Le CRU est l’une des initiatives de l’Union européenne pour mettre un terme aux problèmes des banques « too big to fail » (trop importantes pour faire faillite). En 2018, il va adopter des plans de résolution pour les plus de 140 banques qui tombent dans son champ de compétence, pour ensuite commencer à identifier « les obstacles substantiels » à leur démantèlement ordonné.

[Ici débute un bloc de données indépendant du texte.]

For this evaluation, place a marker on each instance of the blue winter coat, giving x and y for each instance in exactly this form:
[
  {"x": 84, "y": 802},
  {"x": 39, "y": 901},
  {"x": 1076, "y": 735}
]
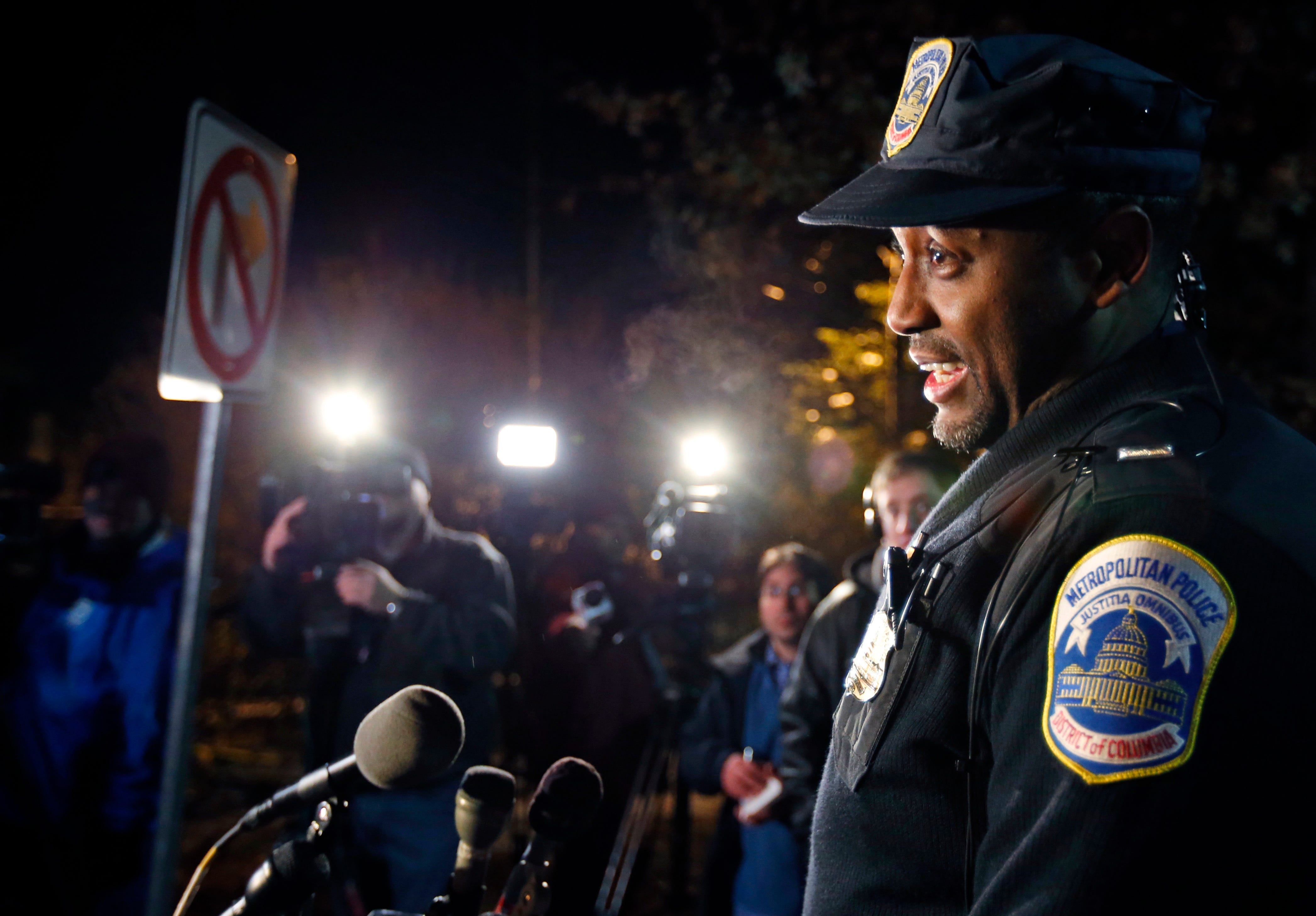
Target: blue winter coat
[{"x": 86, "y": 707}]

Selon la législation européenne, lorsque le Conseil de résolution unique identifie de tels obstacles, il envoie un rapport à la banque qui dispose alors de 4 mois pour expliquer comment elle compte résoudre le problème. Si la solution n’est pas jugée satisfaisante, le Conseil peut demander au superviseur d’imposer toute une série de mesures à la banque, notamment de modifier ses structures légales et/ou opérationnelles, ou encore d’ordonner la vente d’actifs.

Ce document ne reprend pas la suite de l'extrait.